El rápido descenso de la inflación es fruto del derrumbe del precio del petróleo -el Brent ha bajado 100 dólares desde verano- coadyuvado por la atonía del consumo ante una inevitable recesión y un paro que roza los tres millones. Además, las expectativas de los agentes económicos (consumidores e inversores) están en mínimos, lo que apunta a que los problemas continuarán a medio plazo. Pero, aunque la debilidad del consumo contribuya, los datos de noviembre muestran que la bajada del IPC está directamente relacionada con los vaivenes del crudo. Al menos en España, la cesta de la compra se encarece o abarata dependiendo de los surtidores de gasolina. Así, los fuertes precios alcanzados en julio, cuando el barril sobrepasó los 145 dólares, apuntan que el efecto escalón puede colocar la inflación en niveles negativos en verano, sobre todo si el petróleo continúa alrededor de los 40 dólares. Pero que el IPC se sitúe por debajo del cero durante unos meses no significa que devenga la temida deflación.

Para que esto sucediese, la caída de los precios debería ser generalizada y los agentes económicos han de instalarse en la creencia de que continuarán las rebajas. Lo primero, de momento, no está sucediendo, pues el índice de precios de servicios continúa en un altísimo 4%. De hecho, la inflación subyacente -exceptuando la energía y los alimentos frescos- se ha mantenido más o menos estable en el año con un máximo del 3,5% en verano y el mínimo del 2,7% en noviembre. Su descenso es alarmantemente lento. Respecto a las expectativas de los consumidores, existe una sensación generalizada de que los precios deben caer aún más, sobre todo en bienes duraderos como automóvil o menaje. Esta justificada intuición está retrasando las decisiones de compra. Quizá, si las rebajas fuesen más contundentes -y no tan escalonadas-, los compradores empezarían a aceptar que los precios han tocado ya fondo. Cuando llegue ese momento, es imprescindible que se haya normalizado el mercado crediticio y el euríbor haya acompasado sus bajadas al ritmo marcado por el BCE, como demanda Jean-Claude Trichet.

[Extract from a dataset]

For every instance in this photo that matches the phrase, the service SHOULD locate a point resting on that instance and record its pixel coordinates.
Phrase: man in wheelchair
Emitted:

Pero por encima de todo, sería grave que el temor a la deflación oculte el problema de la economía española, que sube precios con rapidez a poco que presione la demanda. El sistema de fijación de costes y de precios ha convertido a España en un país amigo de la inflación. Como muestra, en los últimos diez años la alimentación ha subido 13 puntos más en España que en la zona euro y en frutas y verduras -a pesar de la calidad y cantidad de la producción- la diferencia es de 25 puntos. Estos son los riesgos que deben preocupar a los agentes económicos y al Gobierno más que el fantasma lejano de la deflación, y acometer las reformas que incentiven la oferta y estimulen la moderación estructural de los precios.